Spirals, step patterns, and key patterns are the dominant motifs in Celtic art prior to the Christian influence on the Celts, which began around AD 450.These designs found their way into early Christian manuscripts and works of art with the addition of depictions of life, such as animals, plants and even humans. In the beginning, the patterns were intricate braided cords, called braids, which can also be found in other areas of Europe, such as Italy, in the 6th century. A fragment of a gospel book, now in the Durham Cathedral library and created in northern Britain in the 7th century, contains the earliest example of true designs knotted in the Celtic manner. 
The researchers sought to uncover the secret of the intertwined knot patterns, to find out if there was any particular meaning behind each intricate design: in reality, the Celts did not assign special ideas or concepts to these patterns, but used them mainly as decorations on sculptures and jewelry or to fill in the empty spaces of the manuscripts in order to embellish them. However, the intertwined patterns reflect the Celtic belief about interconnectedness and continuity of life.
Celtic festivals convey the vision of the universe perceived and experienced between the visible and invisible of the ancient Celts. Ancient festivals that unfold in a path in which the earthly world and the world of the gods overlap. The seasons mark the rhythms of life and death; death is not the end but a new beginning. This concept is very important for understanding Celtic culture. In the cycles of nature there is the divine element, which permeates the entire life of the Celts. Celtic festivals are precisely the moments in which the doors open between the world of men and that of the Transcendent. On some occasions, according to the Celts, the spirits of the deceased and the inhabitants of the invisible world can communicate with the living. But above all, the cosmic calendar of Celtic holidays reveals a spiritual path that mirrors the cycle of death and rebirth, typical of the philosophy of the Druids.

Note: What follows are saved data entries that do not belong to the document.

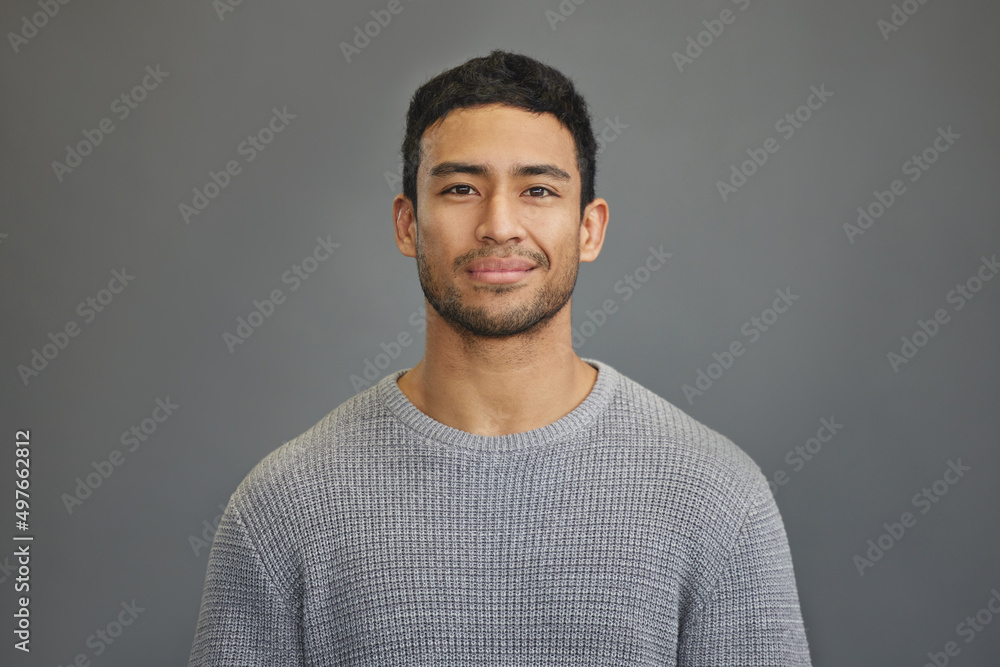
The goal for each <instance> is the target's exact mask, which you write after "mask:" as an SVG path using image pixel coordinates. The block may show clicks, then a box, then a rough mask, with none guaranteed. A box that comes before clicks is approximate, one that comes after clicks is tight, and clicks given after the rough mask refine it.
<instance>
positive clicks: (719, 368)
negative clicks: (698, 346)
mask: <svg viewBox="0 0 1000 667" xmlns="http://www.w3.org/2000/svg"><path fill="white" fill-rule="evenodd" d="M774 293H775V294H777V295H778V297H777V298H776V299H775V300H774V301H773V302H772V303H771V306H770V307H769V308H765V309H764V310H763V311H761V314H760V315H754V316H753V317H751V318H750V319H749V320H747V321H746V322H744V323H743V326H741V327H740V333H741V334H743V336H745V337H746V338H747V339H748V340H747V346H749V345H750V344H752V343H756V342H757V341H758V340H760V337H761V335H762V334H763V333H764V332H765V331H769V330H770V329H771V327H773V326H774V324H775V323H776V322H777V321H778V319H779V318H780V317H781V315H783V314H784V313H787V312H788V310H789V308H791V307H792V306H793V305H794V304H795V302H796V301H798V300H799V298H800V297H799V295H798V294H792V288H791V287H786V288H785V289H777V290H775V291H774ZM746 350H747V348H746V346H744V344H743V341H742V340H741V339H736V340H734V341H733V342H732V343H730V344H729V346H728V347H727V348H726V349H724V350H723V351H722V353H721V354H720V353H718V352H713V353H712V358H713V359H715V361H712V362H709V364H708V366H706V367H705V369H704V370H703V369H701V368H698V369H697V372H696V374H695V381H694V386H691V385H689V384H686V385H684V386H682V387H681V391H683V392H684V397H685V398H686V399H687V400H688V405H694V398H695V396H704V395H705V393H706V392H707V391H708V390H709V389H711V388H712V386H713V385H714V384H715V383H716V382H718V381H719V379H721V378H722V376H723V375H724V374H725V372H726V371H728V370H729V369H730V368H732V367H733V364H735V363H736V359H737V358H738V357H742V356H743V354H744V353H745V352H746Z"/></svg>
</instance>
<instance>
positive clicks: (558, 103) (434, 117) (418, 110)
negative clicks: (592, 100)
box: [402, 50, 597, 218]
mask: <svg viewBox="0 0 1000 667" xmlns="http://www.w3.org/2000/svg"><path fill="white" fill-rule="evenodd" d="M488 104H503V105H506V106H510V107H515V108H518V109H524V110H525V111H529V112H531V113H536V114H543V113H547V114H552V115H553V116H555V118H556V120H558V121H559V123H560V124H561V125H562V126H563V127H565V128H566V130H567V131H569V133H570V135H572V137H573V145H574V147H575V148H576V167H577V170H578V171H579V172H580V182H581V184H582V187H581V190H580V217H581V218H582V217H583V212H584V209H585V208H586V206H587V204H589V203H590V202H592V201H593V200H594V197H595V188H594V182H595V178H596V173H597V141H596V140H595V139H594V130H593V128H592V126H591V123H590V113H589V110H588V108H587V102H586V100H584V99H583V96H582V95H580V94H579V93H578V92H577V91H576V87H575V86H574V85H573V82H572V81H570V79H569V78H568V77H567V76H566V75H564V74H563V73H562V72H560V71H558V70H557V69H555V68H553V67H549V66H548V65H545V64H543V63H541V62H539V61H537V60H535V59H534V58H529V57H528V56H524V55H520V54H517V53H510V52H507V51H500V50H495V51H493V52H492V53H490V55H488V56H483V57H481V58H472V59H471V60H468V61H466V62H465V63H463V64H461V65H459V66H458V67H453V68H452V69H450V70H447V71H445V72H442V73H441V74H438V75H437V76H436V77H434V78H432V79H431V80H430V81H428V82H426V83H425V84H424V85H422V86H420V88H418V89H417V91H416V92H415V93H414V94H413V97H412V98H411V100H410V108H409V110H408V111H407V112H406V135H405V136H404V137H403V149H402V152H403V194H404V195H406V196H407V197H408V198H409V200H410V201H411V202H413V205H414V206H416V205H417V202H418V193H417V171H418V170H419V168H420V163H421V157H422V154H421V139H422V137H423V134H424V131H425V130H427V128H428V127H430V126H431V125H434V124H435V123H438V122H440V121H441V120H443V119H444V118H445V117H446V116H447V115H448V114H449V113H451V112H452V111H453V110H455V109H461V108H468V107H475V106H484V105H488Z"/></svg>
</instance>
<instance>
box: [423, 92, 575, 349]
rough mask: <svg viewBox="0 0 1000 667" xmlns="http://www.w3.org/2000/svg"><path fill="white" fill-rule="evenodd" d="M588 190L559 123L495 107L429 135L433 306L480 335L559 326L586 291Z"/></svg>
mask: <svg viewBox="0 0 1000 667" xmlns="http://www.w3.org/2000/svg"><path fill="white" fill-rule="evenodd" d="M580 191H581V182H580V173H579V170H578V168H577V166H576V149H575V144H574V142H573V137H572V135H571V134H570V133H569V131H568V130H567V129H566V128H565V127H563V126H562V125H561V124H560V123H559V121H558V120H556V118H555V117H554V116H552V115H551V114H541V115H536V114H532V113H530V112H527V111H524V110H522V109H516V108H512V107H507V106H500V105H490V106H485V107H476V108H471V109H456V110H454V111H452V112H451V113H449V114H448V116H447V117H446V118H445V119H444V121H441V122H439V123H437V124H435V125H432V126H431V127H429V128H428V129H427V130H426V131H425V132H424V136H423V138H422V157H421V161H420V169H419V171H418V174H417V192H418V195H417V201H418V210H417V215H416V220H417V224H416V230H417V231H416V260H417V273H418V276H419V279H420V287H421V288H422V289H423V292H424V296H425V297H426V298H427V301H428V302H429V303H430V304H431V306H432V307H433V308H434V310H436V311H437V312H438V314H439V315H440V316H441V317H442V318H443V319H444V320H445V321H447V322H449V323H451V324H452V325H453V326H455V327H456V328H458V329H460V330H463V332H465V333H469V334H472V335H475V336H488V337H507V336H516V335H519V334H524V333H526V332H530V331H532V330H536V328H537V327H540V326H541V325H543V324H544V323H545V322H547V321H549V320H550V319H551V318H552V317H553V316H554V315H556V313H558V312H559V311H560V310H561V309H562V308H563V307H564V306H566V304H567V303H569V300H570V296H571V295H572V293H573V288H574V286H575V285H576V276H577V273H578V271H579V267H580V241H581V226H580Z"/></svg>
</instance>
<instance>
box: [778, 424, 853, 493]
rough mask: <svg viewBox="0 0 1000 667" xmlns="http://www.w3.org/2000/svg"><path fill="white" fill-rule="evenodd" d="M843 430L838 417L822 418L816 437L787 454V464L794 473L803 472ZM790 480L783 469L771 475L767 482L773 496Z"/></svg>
mask: <svg viewBox="0 0 1000 667" xmlns="http://www.w3.org/2000/svg"><path fill="white" fill-rule="evenodd" d="M843 428H844V425H843V424H839V423H837V418H836V417H830V418H829V419H828V418H826V417H822V418H820V420H819V428H818V429H816V435H815V436H813V437H811V438H808V439H807V440H806V441H805V442H804V443H802V444H801V445H795V447H794V448H792V449H790V450H788V453H787V454H785V463H787V464H788V465H789V466H791V468H792V472H799V471H801V470H802V469H803V468H805V467H806V463H808V462H809V461H812V460H813V458H814V457H815V456H816V455H817V454H819V453H820V451H822V449H823V445H825V444H828V443H829V442H830V441H832V440H833V438H834V436H836V435H837V433H839V432H840V430H841V429H843ZM789 479H790V477H789V475H788V473H787V472H785V470H784V469H783V468H779V469H778V470H775V471H774V473H773V474H772V475H771V479H769V480H768V482H767V485H768V486H769V487H771V495H774V494H776V493H777V492H778V487H779V486H785V485H786V484H788V480H789Z"/></svg>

The cosmic Hnot is identified in the annual cycle of events, established by the path of the Earth around the Sun. The celebrations were marked by the astronomical situations of reference, which constituted a common date for all members of the Clans and sanctioned the relationship between the individual and the natural environment in which he existed. Three celebratory elements can be identified in the intertwining of the cosmic Hnot: the path of the historical events of humanity, participation in common moments of collective management in its social aspect and the individual evolutionary path, called the “Golden Path”. The astronomical year of the cosmic Hnot can represent an important cultural element, useful for many reasons. It can show, in an always current and present way, the events of the Celtic tradition and the history of all humanity to remember, in its historical and spiritual sequence, the true identity of the European natives and give a tangible dimension to the great adventure they have. lived and are living.